Exam 77-882 is an entry level exam that is designed to quantify a candidate’s expertise with Microsoft Excel 2010.

Exam Details

  • Number of questions: Microsoft does not disclose the number of questions on the exam, but many of those who have taken the exam have reported seeing about 20 questions.
  • Type(s) of questions: Primarily multiple choice.
  • Passing score: The Microsoft Web site does not disclose the passing score for this exam. Typically the passing score for Microsoft exams is 700 / 1000. However, some who have taken the exam have reported that the passing score may be as low as 550.
  • Time limit: Microsoft does not disclose the time limit for this exam, but it is estimated to be about 50 minutes.
  • How to Register: Certiport

Trouble Spots

Although not an expert level exam, Exam 77-882 requires candidates to be familiar with the majority of the Excel 2010 feature set. While learning so many features can be challenging, the thing that gets a lot of people into trouble on this exam is that the exam requires candidates to have some mathematical knowledge.

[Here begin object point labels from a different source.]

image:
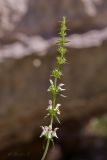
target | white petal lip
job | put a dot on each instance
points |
(63, 95)
(51, 82)
(50, 102)
(48, 131)
(61, 84)
(58, 105)
(62, 89)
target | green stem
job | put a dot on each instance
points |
(46, 150)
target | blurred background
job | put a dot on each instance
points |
(28, 33)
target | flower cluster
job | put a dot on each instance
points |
(55, 88)
(48, 133)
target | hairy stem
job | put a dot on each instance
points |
(46, 150)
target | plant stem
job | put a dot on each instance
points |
(46, 150)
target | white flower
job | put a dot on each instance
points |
(63, 96)
(54, 133)
(60, 87)
(48, 133)
(50, 105)
(51, 82)
(57, 108)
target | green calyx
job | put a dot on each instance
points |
(56, 73)
(54, 89)
(61, 60)
(53, 112)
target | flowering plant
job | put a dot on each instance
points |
(55, 89)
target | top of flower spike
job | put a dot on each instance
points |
(63, 29)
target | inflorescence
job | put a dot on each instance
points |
(55, 89)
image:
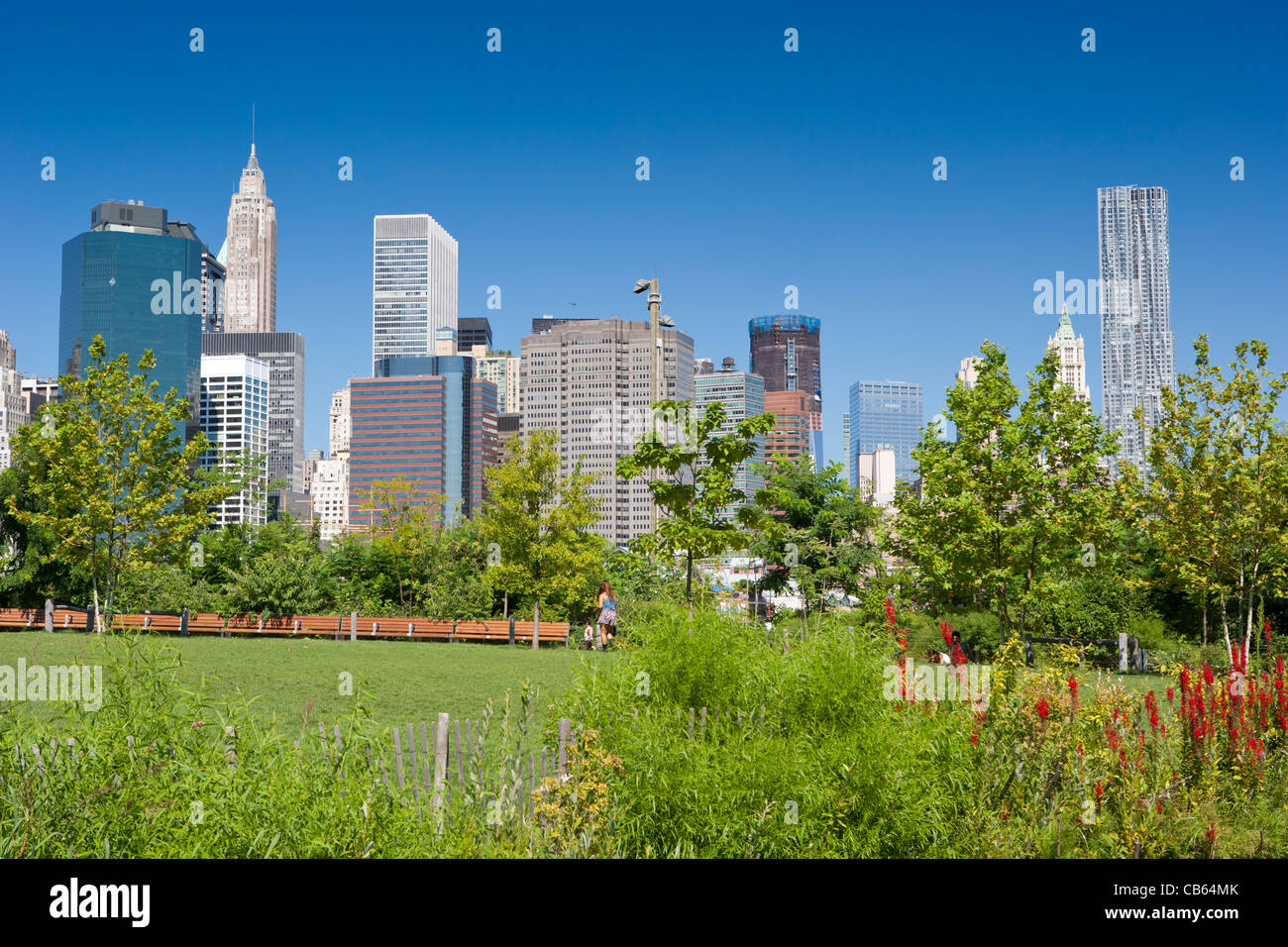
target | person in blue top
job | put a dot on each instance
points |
(606, 602)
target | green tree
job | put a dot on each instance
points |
(824, 541)
(1020, 491)
(111, 476)
(1218, 497)
(536, 526)
(697, 487)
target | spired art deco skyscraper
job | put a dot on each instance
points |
(1136, 350)
(1073, 360)
(250, 281)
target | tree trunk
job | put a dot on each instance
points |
(688, 586)
(98, 616)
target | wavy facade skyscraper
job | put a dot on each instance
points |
(1136, 348)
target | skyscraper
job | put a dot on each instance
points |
(283, 354)
(785, 351)
(250, 283)
(885, 414)
(472, 331)
(134, 277)
(743, 395)
(426, 419)
(213, 279)
(502, 371)
(791, 437)
(235, 419)
(588, 380)
(1136, 347)
(1073, 360)
(13, 407)
(413, 285)
(845, 447)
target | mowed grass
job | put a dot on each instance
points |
(398, 682)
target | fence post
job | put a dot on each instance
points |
(439, 771)
(565, 737)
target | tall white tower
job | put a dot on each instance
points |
(250, 277)
(413, 285)
(1073, 359)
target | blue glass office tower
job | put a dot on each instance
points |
(885, 414)
(134, 277)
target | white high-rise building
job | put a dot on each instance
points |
(235, 420)
(412, 286)
(1073, 359)
(250, 256)
(330, 496)
(876, 475)
(342, 423)
(1136, 347)
(845, 449)
(502, 371)
(13, 408)
(588, 380)
(743, 395)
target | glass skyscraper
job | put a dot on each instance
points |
(412, 286)
(1136, 355)
(136, 278)
(885, 414)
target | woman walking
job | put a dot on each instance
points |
(606, 602)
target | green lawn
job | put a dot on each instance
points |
(403, 682)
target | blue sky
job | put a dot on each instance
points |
(767, 167)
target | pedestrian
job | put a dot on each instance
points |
(606, 602)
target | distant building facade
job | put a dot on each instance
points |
(887, 414)
(235, 420)
(283, 354)
(13, 406)
(250, 282)
(134, 278)
(743, 395)
(1136, 347)
(793, 434)
(425, 419)
(588, 380)
(413, 285)
(786, 351)
(1073, 359)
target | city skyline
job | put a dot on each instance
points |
(562, 218)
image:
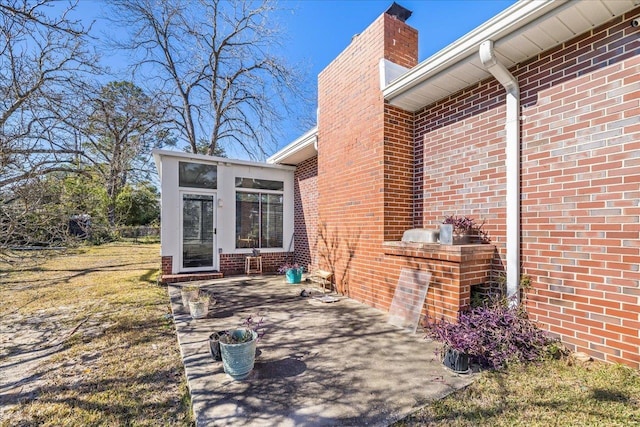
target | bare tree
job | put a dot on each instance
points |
(42, 59)
(122, 125)
(216, 61)
(40, 63)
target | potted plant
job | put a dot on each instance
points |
(461, 230)
(457, 340)
(188, 293)
(292, 272)
(236, 348)
(199, 307)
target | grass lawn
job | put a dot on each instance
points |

Not only are you expected to know how to create various types of formulas, you are expected to know how to enforce precedence within those formulas. For example, you need to know that in a mathematical operation items within a set of parenthesis are always processed first. You also need to know that according to the order of operations, multiplication and division operations are always processed before addition and subtraction if multiple operations occur within a single formula.

While there is no denying that the exam places a heavy emphasis on formulas (and all things related) it is important to remember that you will also need to know how to apply visual elements such as cell formats, sparklines, and views.